A Shift in Perspective.

AuthorPuterbaugh, Dolores T.
PositionOn discrimination and experience

IF YOU ARE MAN of a certain age, this experience is seared into your brain with the same power that was a hit to the body when it occurred. You were joking with the pretty young cashier and, for the first time--or perhaps just the first time you had noticed--the smile you received in return was not frank friendship. It was not boldly flirtatious. It was not the hesitant smile of a shy woman in response to masculinity. The smile from a pretty girl on that dreadful day was the patient, patronizing smile of a young woman to an old man telling a grandpa joke.

You know, deep in your sternum, that something has shifted, and that you have been moved into a category in which a particular trait, age, is the defining feature. You are old... and a man, yet no longer seen first as a man. It is humiliating, shaming, disorienting; you feel like a fool. You wonder how often this has occurred without your noticing. It takes work to shake yourself off, to keep being friendly and accept that what returns to you has changed its shape.

Women have a similar experience. It occurs earlier if they are blessed with daughters. It is the day she walks into a place with her daughter, or another, younger woman, and realizes that the gaze of assessment and admiration, from both men and women, rests on the child and not on her. The gaze that made her a slouching human comma, arms across her chest, in early adolescence and was ignored, resented, or gleefully exploited later is gone. Its absence echoes. Worse, she feels ashamed and guilty that she is some sort of horrid Snow White's wicked stepmother, envious of her child. That is usually not the case, of course, but there has been a shift in the universe. It is useless to explain this to her husband; he will say something true, sweet, and profoundly unhelpful, like, "But you are even more beautiful than the day we married." His wife knows that she has begun slipping down the social ladder.
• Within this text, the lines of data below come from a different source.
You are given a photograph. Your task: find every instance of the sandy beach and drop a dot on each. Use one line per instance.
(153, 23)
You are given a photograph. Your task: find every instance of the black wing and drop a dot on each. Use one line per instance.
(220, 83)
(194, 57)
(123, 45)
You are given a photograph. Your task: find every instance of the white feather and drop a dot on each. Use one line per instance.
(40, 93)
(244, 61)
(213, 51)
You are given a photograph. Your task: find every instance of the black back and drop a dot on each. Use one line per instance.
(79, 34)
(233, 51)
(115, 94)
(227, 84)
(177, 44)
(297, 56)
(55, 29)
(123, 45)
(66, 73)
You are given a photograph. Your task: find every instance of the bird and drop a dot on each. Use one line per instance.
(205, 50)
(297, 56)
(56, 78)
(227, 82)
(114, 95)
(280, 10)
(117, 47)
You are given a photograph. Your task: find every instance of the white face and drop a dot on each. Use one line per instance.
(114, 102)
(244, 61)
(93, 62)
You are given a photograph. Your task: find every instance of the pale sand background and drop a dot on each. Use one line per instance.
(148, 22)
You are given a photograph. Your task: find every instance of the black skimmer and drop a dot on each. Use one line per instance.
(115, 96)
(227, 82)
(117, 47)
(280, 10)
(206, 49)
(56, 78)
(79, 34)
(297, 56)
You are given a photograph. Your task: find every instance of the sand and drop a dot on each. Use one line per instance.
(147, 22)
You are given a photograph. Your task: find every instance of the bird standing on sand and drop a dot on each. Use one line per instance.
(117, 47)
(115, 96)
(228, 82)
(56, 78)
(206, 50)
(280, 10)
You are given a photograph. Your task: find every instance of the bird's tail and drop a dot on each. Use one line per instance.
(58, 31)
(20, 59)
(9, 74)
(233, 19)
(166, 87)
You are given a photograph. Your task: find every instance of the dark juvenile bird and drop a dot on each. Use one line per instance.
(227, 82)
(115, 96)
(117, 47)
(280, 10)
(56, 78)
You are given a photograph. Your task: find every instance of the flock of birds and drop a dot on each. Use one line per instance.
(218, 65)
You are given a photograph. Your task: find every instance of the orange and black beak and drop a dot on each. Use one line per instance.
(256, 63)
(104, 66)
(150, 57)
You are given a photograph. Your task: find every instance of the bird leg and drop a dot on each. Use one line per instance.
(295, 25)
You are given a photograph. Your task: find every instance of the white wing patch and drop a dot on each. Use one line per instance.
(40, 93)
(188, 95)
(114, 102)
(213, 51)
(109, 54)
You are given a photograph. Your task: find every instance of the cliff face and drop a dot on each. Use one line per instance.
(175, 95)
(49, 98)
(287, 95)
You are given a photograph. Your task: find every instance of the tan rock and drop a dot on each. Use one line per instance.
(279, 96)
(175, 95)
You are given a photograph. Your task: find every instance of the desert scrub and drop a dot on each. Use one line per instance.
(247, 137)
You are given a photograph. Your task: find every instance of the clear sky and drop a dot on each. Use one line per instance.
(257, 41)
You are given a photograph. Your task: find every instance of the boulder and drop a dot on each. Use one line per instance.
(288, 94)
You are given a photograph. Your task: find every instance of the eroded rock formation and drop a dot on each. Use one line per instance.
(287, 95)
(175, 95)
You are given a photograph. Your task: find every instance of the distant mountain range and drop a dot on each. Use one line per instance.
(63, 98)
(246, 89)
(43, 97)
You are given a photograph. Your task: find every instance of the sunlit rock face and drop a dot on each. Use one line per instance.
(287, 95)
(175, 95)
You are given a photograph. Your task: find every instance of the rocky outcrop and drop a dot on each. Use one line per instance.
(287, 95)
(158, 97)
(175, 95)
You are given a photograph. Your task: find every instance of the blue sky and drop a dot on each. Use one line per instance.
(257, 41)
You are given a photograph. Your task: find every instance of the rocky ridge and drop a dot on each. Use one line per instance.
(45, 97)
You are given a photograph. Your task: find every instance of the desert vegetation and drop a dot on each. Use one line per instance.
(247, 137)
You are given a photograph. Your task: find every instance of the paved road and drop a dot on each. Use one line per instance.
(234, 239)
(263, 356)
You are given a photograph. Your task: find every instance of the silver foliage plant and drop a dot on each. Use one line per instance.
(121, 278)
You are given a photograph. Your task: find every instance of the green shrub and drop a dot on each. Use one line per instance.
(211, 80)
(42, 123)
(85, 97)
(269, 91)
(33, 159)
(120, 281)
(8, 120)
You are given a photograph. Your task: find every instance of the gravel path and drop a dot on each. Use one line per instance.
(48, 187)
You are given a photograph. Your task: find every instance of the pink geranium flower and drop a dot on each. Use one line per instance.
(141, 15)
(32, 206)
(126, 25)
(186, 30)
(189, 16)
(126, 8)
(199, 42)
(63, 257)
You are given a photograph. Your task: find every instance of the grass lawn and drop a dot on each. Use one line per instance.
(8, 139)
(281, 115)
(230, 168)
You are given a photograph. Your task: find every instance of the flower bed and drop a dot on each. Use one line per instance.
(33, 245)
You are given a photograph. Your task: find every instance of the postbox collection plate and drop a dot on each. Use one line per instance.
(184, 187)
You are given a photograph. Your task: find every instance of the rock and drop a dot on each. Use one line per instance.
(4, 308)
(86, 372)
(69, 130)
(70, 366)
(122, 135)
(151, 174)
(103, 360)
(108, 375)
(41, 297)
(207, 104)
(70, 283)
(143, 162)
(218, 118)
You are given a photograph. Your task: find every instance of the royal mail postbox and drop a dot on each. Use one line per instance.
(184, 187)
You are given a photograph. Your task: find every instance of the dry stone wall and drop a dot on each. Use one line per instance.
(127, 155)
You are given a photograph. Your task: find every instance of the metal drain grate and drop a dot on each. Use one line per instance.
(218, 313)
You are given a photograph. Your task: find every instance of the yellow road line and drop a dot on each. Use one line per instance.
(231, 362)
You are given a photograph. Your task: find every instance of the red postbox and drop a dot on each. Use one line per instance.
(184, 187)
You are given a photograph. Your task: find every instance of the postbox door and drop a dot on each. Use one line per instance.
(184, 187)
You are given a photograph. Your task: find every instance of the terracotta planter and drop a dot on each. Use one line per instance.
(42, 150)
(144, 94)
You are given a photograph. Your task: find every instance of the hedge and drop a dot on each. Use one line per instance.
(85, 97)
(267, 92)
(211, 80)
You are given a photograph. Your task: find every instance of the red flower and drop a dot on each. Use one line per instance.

This is relevant because I was asked to give a talk on responding to discrimination, especially racism, in our society. The person making the request is someone I have known through church work for 20 years, but it has been a while since we have met face-to-face and I had to ask, "You do remember what I look like, right?" because I appear as north-western European--Celt, German, Swede--as the ancestry research says I am. Yes, she remembers and the multicultural team wants me to do the talk.